Autoimmune Disorders

Autoimmune disorders occur when your body mistakenly attacks healthy tissue thinking they’re foreign substances or attackers, causing inflammation and damage to that tissue. Some autoimmune disorders can also affect melanocytes, such as vitiligo.

Vitiligo is a condition that causes patches of skin to lose their pigment due to the death or dysfunction of melanocytes (there goes our internal sunscreen!) . The exact cause of vitiligo isn’t clear yet, but researchers think it might be related to genetic factors or an autoimmune disorder.


For most people, loss of pigmentation begins in middle age or older. With age, there’s natural wear and tear on the body – including your skin (cue all you anti-ageing cream enthusiasts) . As we get older, certain cells like melanocytes may simply start replicating less efficiently than they used to.

Sun Damage

As mentioned earlier UV radiation from sun exposure stimulates production of melanin but excessive exposure can result in damage resulting in increased risk for developing skin cancer as well as making us look old before our time.

This damaged caused by UV radiation triggers formation free radicals which deplete antioxidants in responsible for repairing DNA so it’s important protect your skin using sunscreens with broad spectrum SPF (30+) when going outside avoid prolonged direct sunlight especially between 10am-4pm

Chemical Exposure

Exposure to chemical compounds like those found pesticides; [aromatic hydrocarbons] (https://en.wikipedia.org/wiki/Aromatic_hydrocarbon) from industries; chemicals used leather tanning among others have been shown change cell behavior affecting how fast they replicate leading abnormal growths on the surface layer skin removed over time leaving patchy patterns across affects areas

So what now?

At this point, you might be feeling a little bummed out about all the different ways your precious pigments could disappear into thin air. But don’t worry! There are things you can do:

  • See a doctor: If too much pigment discolouration, you should see a doctor to determine the exact cause and possible treatment options. Some conditions such as vitiligo have no definitive cure but treatments are offered for those with cosmetic concerns.

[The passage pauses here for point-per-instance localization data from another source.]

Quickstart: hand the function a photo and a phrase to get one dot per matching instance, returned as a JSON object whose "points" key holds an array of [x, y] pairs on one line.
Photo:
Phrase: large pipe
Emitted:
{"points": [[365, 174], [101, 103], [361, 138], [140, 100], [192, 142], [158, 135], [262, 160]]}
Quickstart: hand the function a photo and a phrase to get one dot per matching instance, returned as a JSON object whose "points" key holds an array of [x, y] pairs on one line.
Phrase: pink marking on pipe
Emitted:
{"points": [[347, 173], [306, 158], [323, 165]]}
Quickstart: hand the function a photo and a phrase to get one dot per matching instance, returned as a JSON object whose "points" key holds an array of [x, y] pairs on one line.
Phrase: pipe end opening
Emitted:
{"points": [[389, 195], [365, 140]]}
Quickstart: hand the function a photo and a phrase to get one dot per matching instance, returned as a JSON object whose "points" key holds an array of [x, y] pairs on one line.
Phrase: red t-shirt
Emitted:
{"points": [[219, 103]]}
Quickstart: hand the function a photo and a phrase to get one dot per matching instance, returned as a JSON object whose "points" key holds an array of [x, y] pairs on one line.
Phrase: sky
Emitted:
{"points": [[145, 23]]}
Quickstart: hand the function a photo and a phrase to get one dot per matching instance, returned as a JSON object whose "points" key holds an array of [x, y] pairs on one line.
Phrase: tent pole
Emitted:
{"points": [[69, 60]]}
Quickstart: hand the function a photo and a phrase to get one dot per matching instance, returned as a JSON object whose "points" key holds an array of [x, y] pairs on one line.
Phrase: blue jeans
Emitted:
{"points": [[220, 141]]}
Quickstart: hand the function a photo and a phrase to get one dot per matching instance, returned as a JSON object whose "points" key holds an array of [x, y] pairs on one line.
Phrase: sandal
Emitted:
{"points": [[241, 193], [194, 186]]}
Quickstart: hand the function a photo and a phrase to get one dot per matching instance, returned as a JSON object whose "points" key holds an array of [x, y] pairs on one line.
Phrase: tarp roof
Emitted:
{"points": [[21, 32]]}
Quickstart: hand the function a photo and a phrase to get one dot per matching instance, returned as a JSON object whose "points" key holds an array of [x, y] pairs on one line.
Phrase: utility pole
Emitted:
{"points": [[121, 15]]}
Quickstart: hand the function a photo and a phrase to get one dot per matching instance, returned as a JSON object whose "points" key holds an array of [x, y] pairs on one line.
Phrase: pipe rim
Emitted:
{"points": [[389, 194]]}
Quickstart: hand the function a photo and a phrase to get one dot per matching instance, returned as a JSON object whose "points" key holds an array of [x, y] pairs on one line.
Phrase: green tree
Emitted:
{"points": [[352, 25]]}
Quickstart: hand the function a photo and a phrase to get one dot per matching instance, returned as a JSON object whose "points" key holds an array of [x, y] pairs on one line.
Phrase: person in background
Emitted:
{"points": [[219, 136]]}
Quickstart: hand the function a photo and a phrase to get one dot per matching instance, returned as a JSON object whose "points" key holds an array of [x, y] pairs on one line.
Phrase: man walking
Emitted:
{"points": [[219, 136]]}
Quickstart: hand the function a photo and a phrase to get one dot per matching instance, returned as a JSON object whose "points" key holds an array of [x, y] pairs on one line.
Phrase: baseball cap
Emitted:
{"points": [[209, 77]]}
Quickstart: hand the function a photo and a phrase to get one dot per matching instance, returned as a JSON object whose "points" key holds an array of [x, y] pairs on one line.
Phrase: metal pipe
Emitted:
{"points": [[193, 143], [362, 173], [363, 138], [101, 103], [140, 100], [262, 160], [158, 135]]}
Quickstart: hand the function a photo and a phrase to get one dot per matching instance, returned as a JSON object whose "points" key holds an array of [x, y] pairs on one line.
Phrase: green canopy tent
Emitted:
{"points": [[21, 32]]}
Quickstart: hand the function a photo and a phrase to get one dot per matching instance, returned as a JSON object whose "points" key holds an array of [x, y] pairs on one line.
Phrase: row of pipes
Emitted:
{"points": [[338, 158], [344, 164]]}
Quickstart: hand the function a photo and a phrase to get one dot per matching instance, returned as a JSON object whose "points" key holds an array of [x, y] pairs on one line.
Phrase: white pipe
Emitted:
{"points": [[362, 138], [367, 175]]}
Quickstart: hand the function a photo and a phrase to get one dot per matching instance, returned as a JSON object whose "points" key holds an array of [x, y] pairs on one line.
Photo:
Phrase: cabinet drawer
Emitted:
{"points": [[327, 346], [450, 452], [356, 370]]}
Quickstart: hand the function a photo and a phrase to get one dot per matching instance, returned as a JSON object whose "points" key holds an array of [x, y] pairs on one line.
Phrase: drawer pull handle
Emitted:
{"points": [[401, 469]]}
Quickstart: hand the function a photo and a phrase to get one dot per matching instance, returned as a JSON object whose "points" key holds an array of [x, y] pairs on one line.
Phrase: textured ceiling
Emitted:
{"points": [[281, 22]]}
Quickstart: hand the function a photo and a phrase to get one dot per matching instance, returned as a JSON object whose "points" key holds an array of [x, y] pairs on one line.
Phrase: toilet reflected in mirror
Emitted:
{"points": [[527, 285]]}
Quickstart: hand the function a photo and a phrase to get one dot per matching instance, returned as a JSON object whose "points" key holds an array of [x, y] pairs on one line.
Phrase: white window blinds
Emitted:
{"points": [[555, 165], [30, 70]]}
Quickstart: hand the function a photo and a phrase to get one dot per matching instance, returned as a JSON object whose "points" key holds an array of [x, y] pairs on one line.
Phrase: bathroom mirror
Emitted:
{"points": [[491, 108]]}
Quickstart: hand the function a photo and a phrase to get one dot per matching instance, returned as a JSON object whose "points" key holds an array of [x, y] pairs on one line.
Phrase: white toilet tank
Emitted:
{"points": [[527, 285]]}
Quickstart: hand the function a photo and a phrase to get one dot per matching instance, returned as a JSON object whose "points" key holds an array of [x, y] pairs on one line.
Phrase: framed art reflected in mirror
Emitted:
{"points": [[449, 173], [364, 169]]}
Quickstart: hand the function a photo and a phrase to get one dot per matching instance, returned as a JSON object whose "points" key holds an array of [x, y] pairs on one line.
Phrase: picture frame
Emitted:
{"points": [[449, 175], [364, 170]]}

-Protection from outside damage: As mentioned earlier sunscreens are important in protecting us against developing skin cancer,creating good habits like staying out of direct sunlight or using protective clothing can also help reducing unnecessary exposure also avoid exposing your skin chemicals harmful to it

  • Treatments:Treatment may range according to severity;Psoralen photochemotherapy – involves taking photosensitizing medications (psoralens) and exposure to UVA light following which most patients regain pigment than Vitiligo Excimer laser therapy / Dermabrasion aimed stimulating regrowth.

With these measures hopefully you will be able maintain your precious pigmentation keeping you healthy while looking great!